Where are North America’s most expensive office spaces? Austin ranks #6
Nothing compares to the prestige of being in a premium office building – even if it comes with a sky-high cost. And this year, the price tag for space in one of North America’s Skyline buildings works out to an average of $44.55 per square foot – an all-time high.
Despite seeing rents in record territory, Skyline vacancy (12.9 percent) remains well below average (14.5 percent). And even less Trophy space – the ultra-premium real estate within a city’s Skyline – is available (10 percent), giving landlords the upper hand.
We’re crisscrossing North America to check out the most expensive Skyline markets based on current direct asking rent. Sure, the usual suspects like New York, Washington, DC and San Francisco still command the highest rents, but you may be surprised by a few others that have become increasingly attractive places to be.
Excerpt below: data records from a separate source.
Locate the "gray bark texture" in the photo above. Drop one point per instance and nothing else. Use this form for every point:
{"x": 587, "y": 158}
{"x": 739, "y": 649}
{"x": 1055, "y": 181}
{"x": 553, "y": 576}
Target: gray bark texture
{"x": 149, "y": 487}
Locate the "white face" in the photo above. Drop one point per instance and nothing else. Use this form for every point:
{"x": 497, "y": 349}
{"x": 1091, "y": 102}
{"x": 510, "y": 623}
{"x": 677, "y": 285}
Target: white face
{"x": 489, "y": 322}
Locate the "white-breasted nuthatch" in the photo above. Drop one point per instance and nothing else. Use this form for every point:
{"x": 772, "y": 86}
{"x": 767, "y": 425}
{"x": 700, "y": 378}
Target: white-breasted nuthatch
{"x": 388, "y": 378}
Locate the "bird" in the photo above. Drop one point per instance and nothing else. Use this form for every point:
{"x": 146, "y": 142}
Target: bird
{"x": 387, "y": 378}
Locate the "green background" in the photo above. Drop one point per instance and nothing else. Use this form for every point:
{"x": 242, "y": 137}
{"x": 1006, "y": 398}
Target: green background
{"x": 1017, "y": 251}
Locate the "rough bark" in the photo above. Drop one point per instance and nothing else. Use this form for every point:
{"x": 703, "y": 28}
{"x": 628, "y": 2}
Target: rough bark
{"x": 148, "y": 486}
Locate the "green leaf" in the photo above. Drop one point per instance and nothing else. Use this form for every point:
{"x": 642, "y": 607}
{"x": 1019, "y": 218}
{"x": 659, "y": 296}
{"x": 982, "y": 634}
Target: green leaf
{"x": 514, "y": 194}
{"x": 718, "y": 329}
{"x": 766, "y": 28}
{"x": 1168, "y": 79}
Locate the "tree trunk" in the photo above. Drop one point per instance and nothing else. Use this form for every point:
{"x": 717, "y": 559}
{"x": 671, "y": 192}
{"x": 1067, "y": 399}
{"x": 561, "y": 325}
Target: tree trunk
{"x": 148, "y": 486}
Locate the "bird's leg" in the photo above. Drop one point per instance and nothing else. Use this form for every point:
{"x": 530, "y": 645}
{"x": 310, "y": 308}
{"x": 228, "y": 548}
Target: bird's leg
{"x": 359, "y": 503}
- Bellevue | $46.77 p.s.f.
Even with an influx of new space on the market, Skyline real estate was filled in large numbers. The city can thank the vitality of its live-work-play environment and its proximity to leading businesses. Those factors contributed to new Skyline construction coming on the market almost 75 percent leased with multiple potential deals still in the works. Was it really just a year ago that the city was facing the prospect of rising vacancies?
- Miami | $46.80 p.s.f.
Rents may be rising but demand is holding strong. Availability of the sought-after higher elevation spaces – where the biggest views are accompanied by the biggest rents – may be tougher to come by, but there’s enough inventory to satisfy normal demand in the near term.
- Oakland | $54.00 p.s.f.
New office development is at least 6-18 months away, but tenants and investors are looking for space now. That means rents for trophy buildings are reaching record highs. Availability will remain tight for trophy assets and rehabbed Class B buildings – all of which have seen strong demand from a range of tenants.
- Stanford | $54.55 p.s.f.
Prices are high for now, but the scale might tipping. Four Skyline buildings in the city can accommodate tenants looking for space larger than 50,000 square feet. With space like that available, high vacancy is expected to continue into the near future. In fact, the city could see vacancy levels at 30 percent or higher as it looks for ways to attract larger firms who have gravitated to bigger cities in search of millennial talent. In the meantime, it’s a tenant’s market.
Austin | $58.81. p.s.f.
Companies keep expanding and relocating, and the rents keep soaring as inventory stays in short supply. Case-in-point: Merck’s recent announcement of a 600-person IT innovation center. Developers are cautiously pursuing new construction without secured lessees….perhaps too cautiously, given the strong uptake of new real estate.
- Century City | $58.92 p.s.f.
Available space is disappearing about as quickly as the lower-priced options. The market has shaken off the moderate pressure of a few years ago and is now basking in a wave of expansion and migration from surrounding areas.
- Boston | $62.13 p.s.f.
No new Skyline construction is on the horizon. That lack of supply likely paves the way for landlords to continue moderately raising asking rents. Access to talent is the most important location decision, so strong demand remains for the vibrant Seaport and transportation-rich Downtown submarkets.
- San Francisco | $76.11 p.s.f.
Never mind the cost of living, infrastructure and tight labor market challenges in the city. There’s still strong demand for quality space – especially if it’s close to amenities and transportation. The iconic skyline is being re-shaped by new developments from homegrown headquarters, venture capital-backed tech firms and valley-based expansions. This will drive economic and real estate growth for at least the next few years.
- Washington, DC | $83.09 p.s.f.
For now, the amount of vacant space will be low as a result of increased lobbying efforts among Fortune 500 companies and expansion within the tech sector. By late 2019, new Trophy buildings will start arriving. By 2020, it could be a completely different story as the market likely softens. Law firms, for example, are adjusting their space needs and becoming more efficient, which could lead to oversupply.
- New York | $87.90 p.s.f.
New towers are rising on Manhattan’s west side and at the World Trade Center. Not to be outdone, landlords are investing billions of dollars to turn well-located buildings into trophy assets. When it’s all said and done, the post-election bump in leasing activity could be thrown off by new buildings and an excess of space.